Income limits: The income limit is $2,742 a month if single and $5,484 a month if married (and both spouses are applying).
When only one spouse needs Medicaid, the income limit for single applicants is used – and only the applicant’s income is counted.
HCBS recipients in Wisconsin are allowed to keep a personal needs allowance. Nearly all their remaining income must be paid toward their care.
Assets limits: The asset limit is $2,000 per applicant. If only one spouse needs Medicaid, spousal impoverishment rules allow the other spouse to keep up to $148,620.
An applicant’s first home will not disqualify them from receiving Medicaid LTSS if it is worth less than $750,000.
Spousal impoverishment protections in Wisconsin
Eligibility rules for Medicaid LTSS programs differ from other Medicaid benefits when only one spouse is applying. When this occurs, only the applying spouse’s income is counted. (Normally with Medicaid benefits, the income of both spouses is counted – regardless of who is applying.)
Spousal impoverishment rules allow community spouses of Medicaid LTSS recipients to keep a Minimum Monthly Maintenance Needs Allowance (MMMNA) from their Medicaid spouse’s monthly income.

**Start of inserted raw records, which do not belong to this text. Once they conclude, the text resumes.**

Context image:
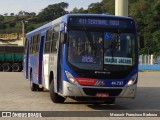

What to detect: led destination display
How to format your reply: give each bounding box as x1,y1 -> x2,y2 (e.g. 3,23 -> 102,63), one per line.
69,17 -> 134,29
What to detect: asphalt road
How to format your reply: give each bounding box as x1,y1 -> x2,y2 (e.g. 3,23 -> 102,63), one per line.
0,72 -> 160,120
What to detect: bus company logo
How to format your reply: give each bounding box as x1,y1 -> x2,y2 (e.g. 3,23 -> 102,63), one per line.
94,80 -> 105,86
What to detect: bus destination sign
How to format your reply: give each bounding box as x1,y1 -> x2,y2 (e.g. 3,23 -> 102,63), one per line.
69,17 -> 134,28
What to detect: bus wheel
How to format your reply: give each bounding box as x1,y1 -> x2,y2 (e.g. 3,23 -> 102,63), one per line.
12,63 -> 21,72
104,98 -> 116,104
2,63 -> 11,72
30,74 -> 39,91
50,80 -> 66,103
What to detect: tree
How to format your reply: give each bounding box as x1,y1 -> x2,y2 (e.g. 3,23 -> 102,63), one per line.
4,13 -> 8,16
38,2 -> 68,22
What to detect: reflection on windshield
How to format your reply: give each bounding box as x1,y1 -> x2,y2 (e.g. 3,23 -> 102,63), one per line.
68,31 -> 135,71
68,31 -> 103,70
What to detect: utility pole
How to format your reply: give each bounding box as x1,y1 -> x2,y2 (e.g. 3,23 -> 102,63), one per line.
115,0 -> 128,16
21,20 -> 28,46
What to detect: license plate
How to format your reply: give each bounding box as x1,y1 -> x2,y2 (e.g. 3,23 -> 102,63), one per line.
96,93 -> 109,97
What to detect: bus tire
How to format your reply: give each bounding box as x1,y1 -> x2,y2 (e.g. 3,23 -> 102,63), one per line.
49,80 -> 66,103
104,98 -> 116,104
2,63 -> 11,72
12,63 -> 21,72
30,73 -> 39,91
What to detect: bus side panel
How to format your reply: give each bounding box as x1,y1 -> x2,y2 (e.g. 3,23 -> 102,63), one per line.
23,42 -> 29,79
30,54 -> 39,85
42,54 -> 49,89
38,36 -> 45,84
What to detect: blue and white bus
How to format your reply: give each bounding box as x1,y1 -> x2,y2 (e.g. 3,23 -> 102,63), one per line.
24,14 -> 138,103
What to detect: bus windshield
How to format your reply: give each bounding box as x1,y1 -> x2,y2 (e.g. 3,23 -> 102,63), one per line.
68,30 -> 136,72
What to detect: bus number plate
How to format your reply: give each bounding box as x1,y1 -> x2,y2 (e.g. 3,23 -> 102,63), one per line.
111,81 -> 124,86
96,93 -> 109,97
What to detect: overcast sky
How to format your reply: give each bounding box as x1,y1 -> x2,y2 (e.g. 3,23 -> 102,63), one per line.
0,0 -> 102,15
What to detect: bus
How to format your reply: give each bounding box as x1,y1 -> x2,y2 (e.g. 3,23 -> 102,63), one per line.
24,14 -> 138,104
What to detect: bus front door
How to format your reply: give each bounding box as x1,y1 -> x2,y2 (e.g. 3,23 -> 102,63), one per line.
38,35 -> 45,85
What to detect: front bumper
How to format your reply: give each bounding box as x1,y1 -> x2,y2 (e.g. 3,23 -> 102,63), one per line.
61,81 -> 137,98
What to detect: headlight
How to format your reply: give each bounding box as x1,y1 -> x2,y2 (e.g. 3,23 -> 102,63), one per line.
126,74 -> 138,86
65,71 -> 75,84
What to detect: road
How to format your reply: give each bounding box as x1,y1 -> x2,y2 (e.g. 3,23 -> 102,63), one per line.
0,72 -> 160,120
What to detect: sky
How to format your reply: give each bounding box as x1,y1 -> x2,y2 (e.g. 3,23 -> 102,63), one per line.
0,0 -> 102,15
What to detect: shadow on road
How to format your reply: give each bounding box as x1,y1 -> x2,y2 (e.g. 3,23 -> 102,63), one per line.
64,87 -> 160,111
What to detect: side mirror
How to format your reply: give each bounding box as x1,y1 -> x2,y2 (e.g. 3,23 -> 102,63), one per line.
139,36 -> 144,48
61,32 -> 67,44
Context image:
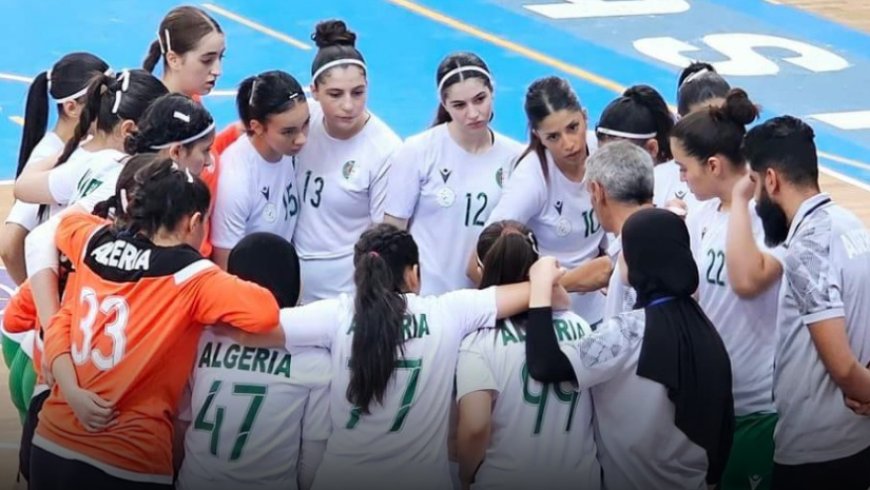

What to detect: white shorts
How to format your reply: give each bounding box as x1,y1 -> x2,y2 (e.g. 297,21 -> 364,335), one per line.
6,199 -> 39,231
299,255 -> 355,304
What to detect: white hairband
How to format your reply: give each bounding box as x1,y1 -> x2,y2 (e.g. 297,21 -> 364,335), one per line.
112,70 -> 130,114
48,68 -> 112,104
311,58 -> 366,83
151,122 -> 215,150
595,128 -> 656,140
438,65 -> 492,95
680,68 -> 710,88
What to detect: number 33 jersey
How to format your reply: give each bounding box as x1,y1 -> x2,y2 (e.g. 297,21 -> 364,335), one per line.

In Wisconsin as of 2022, these spousal impoverishment rules allowed community spouses to keep:
Medicaid home equity limit in Wisconsin
Federal law requires states to limit eligibility for Medicaid nursing home and HCBS to applicants who have significant home equity. States set these home equity levels based on a federal minimum of $688,000 and maximum of $1,033,000 in 2023.
Wisconsin uses an intermediate limit on home equity – and applicants with more than $750,000 in home equity are not eligible for LTSS programs.

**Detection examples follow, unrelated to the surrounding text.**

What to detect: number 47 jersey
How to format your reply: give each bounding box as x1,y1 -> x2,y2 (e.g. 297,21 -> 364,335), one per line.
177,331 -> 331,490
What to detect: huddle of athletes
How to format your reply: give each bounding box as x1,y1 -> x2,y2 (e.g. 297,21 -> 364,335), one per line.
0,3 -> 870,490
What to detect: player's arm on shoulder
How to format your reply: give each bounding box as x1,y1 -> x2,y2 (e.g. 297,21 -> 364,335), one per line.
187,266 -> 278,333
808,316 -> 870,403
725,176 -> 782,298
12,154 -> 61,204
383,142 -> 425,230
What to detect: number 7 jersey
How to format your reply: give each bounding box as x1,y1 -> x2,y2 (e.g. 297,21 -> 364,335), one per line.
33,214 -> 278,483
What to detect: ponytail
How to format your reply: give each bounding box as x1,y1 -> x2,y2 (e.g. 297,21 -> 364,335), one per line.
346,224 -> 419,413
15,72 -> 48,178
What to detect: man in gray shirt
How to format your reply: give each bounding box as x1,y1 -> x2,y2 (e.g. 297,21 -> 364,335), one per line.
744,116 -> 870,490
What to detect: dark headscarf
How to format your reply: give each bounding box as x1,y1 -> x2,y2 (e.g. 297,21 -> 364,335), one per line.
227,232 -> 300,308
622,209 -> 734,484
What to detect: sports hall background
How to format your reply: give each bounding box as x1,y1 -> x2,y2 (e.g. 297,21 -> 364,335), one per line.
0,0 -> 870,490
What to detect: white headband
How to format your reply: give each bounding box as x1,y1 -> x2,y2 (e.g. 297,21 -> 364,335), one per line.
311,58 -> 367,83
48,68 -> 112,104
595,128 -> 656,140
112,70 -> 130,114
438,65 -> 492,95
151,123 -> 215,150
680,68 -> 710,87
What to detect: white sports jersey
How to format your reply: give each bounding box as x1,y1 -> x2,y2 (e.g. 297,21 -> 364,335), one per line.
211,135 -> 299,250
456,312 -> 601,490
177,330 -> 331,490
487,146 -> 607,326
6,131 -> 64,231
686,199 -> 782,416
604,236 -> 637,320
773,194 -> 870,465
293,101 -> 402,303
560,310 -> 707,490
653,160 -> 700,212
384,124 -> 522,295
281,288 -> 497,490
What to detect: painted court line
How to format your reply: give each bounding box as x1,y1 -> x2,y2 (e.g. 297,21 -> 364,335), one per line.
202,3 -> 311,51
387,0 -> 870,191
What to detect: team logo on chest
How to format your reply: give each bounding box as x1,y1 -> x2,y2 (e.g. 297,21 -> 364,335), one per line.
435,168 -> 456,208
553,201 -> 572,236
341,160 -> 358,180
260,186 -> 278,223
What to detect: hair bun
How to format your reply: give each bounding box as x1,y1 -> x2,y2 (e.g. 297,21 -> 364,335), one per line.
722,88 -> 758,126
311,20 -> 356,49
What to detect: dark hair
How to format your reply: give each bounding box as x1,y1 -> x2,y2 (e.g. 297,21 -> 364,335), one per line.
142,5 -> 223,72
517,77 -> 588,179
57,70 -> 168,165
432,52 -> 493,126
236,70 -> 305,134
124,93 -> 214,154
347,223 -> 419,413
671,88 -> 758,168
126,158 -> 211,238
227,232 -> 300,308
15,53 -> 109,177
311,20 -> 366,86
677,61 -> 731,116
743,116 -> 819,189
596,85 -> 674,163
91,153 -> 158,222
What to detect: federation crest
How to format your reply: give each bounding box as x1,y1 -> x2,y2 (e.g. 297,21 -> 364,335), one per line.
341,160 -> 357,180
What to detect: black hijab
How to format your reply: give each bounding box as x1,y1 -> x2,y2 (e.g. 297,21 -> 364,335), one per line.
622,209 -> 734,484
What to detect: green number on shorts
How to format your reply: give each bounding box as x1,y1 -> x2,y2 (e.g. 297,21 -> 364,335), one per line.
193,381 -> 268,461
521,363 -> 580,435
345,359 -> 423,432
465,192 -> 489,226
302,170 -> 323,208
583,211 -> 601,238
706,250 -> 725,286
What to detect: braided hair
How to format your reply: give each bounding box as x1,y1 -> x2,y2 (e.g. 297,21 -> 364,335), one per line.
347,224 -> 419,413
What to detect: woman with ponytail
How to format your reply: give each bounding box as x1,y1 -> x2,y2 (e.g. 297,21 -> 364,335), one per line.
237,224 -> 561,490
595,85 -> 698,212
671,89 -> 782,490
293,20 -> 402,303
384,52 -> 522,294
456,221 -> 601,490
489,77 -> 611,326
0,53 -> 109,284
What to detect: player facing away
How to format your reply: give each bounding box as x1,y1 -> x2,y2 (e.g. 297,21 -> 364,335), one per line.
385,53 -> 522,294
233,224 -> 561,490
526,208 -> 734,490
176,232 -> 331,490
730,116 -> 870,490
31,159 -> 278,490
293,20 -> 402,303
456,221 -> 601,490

Penalties for transferring assets in Wisconsin
Because long-term care is expensive, individuals can have an incentive to give away or transfer assets to make themselves eligible for Medicaid LTSS. To curb these asset transfers, federal law requires states to institute a penalty period for Medicaid nursing home applicants who give away or transfer assets for less than their value. States can also have a penalty period for community-based LTSS.
Wisconsin has an asset transfer penalty for both nursing home care and HCBS. The state uses a 60-month lookback period to calculate this asset transfer penalty – meaning that asset transfers or gifts made during this period can make an applicant ineligible for LTSS. This penalty is calculated by dividing the value of asset transfers and gifts by the monthly cost of nursing home care (about $8,380 in 2023).
Estate recovery in Wisconsin
A state’s Medicaid agency is required to recover what it paid for LTSS and related medical costs while an enrollee was 55 or older. The law allows states to also pursue estate recovery against beneficiaries who did not receive LTSS.
Wisconsin has chosen to only recover the cost of Medicaid benefits when an enrollee receives LTSS beginning at age 55. The state will also recover from the estates of younger enrollees who have been permanently institutionalized.
When an enrollee’s Medicaid coverage was administered by a managed care organization (MCO), the state will attempt to recover what it paid the MCO. That means the estate recovery amount could be more (or less) than the actual cost of Medicaid services received.
Wisconsin will grant an exemption to estate recovery in cases where recovering from an estate would cause undue hardship to an enrollee’s heirs. For example, a hardship exemption would be granted if pursuing an estate recovery claim would cause an heir to become (or remain) eligible for SSI, FoodShare or Medicaid.